Skip to content

Transformers without Normalization

Conference: CVPR 2025
arXiv: 2503.10622
Code: https://jiachenzhu.github.io/DyT
Area: Self-Supervised Learning / Network Architecture
Keywords: Dynamic Tanh, Normalization Alternative, LayerNorm, Transformer Architecture, Activation Compression

TL;DR

Discovered that the input-output mapping of LayerNorm exhibits a tanh-like shape, and proposed Dynamic Tanh (DyT) as a plug-and-play alternative to normalization layers: \(\text{DyT}(x) = \gamma \odot \tanh(\alpha x) + \beta\). DyT achieves comparable or superior performance to LN across multiple tasks such as vision, language, diffusion, and speech.

Background & Motivation

Background: Normalization layers (LayerNorm/RMSNorm) are standard components of Transformers, normalizing activations to a standard distribution by computing token-level statistics. Almost all Transformer variants rely on normalization.

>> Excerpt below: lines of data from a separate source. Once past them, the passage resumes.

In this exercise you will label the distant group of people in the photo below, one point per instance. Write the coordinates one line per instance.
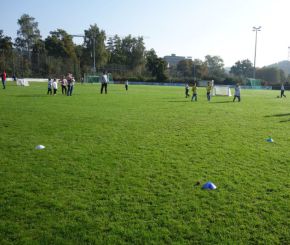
(67, 85)
(208, 92)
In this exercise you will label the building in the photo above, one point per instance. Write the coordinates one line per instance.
(173, 60)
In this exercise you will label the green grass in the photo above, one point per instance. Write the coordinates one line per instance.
(121, 168)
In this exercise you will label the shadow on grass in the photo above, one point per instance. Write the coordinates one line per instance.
(176, 101)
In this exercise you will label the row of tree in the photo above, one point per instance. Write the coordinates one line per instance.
(126, 57)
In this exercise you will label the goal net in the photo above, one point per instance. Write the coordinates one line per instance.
(222, 90)
(22, 82)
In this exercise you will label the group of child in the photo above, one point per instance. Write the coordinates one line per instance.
(208, 92)
(67, 84)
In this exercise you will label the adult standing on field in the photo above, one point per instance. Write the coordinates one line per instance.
(208, 90)
(237, 93)
(49, 86)
(186, 90)
(282, 91)
(126, 85)
(3, 77)
(194, 92)
(104, 81)
(63, 83)
(54, 85)
(70, 84)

Limitations of Prior Work: Normalization layers require online computation of the mean and variance for each token, which increases computational overhead and implementation complexity. More importantly, the "necessity" of normalization has never been fully understood—what exactly is it doing?

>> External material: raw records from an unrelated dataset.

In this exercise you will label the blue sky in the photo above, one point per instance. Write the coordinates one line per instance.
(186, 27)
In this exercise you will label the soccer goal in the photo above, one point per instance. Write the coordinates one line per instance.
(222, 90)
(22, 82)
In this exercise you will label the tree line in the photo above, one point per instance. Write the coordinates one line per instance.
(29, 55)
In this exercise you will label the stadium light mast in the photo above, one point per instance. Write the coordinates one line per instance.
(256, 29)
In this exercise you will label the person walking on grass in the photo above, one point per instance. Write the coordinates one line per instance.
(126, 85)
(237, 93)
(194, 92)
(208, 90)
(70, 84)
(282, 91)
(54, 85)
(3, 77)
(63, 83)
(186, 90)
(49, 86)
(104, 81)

Key Challenge: Normalization is widely considered essential for stabilizing training, but no study has systematically investigated whether it can be replaced by a simpler operation.

Key Insight: By visualizing the input-output mapping of LayerNorm in trained models, an surprisingly regular S-shaped curve is observed—closely resembling the tanh function. This suggests that the core utility of normalization might simply be to "compress" the activation range.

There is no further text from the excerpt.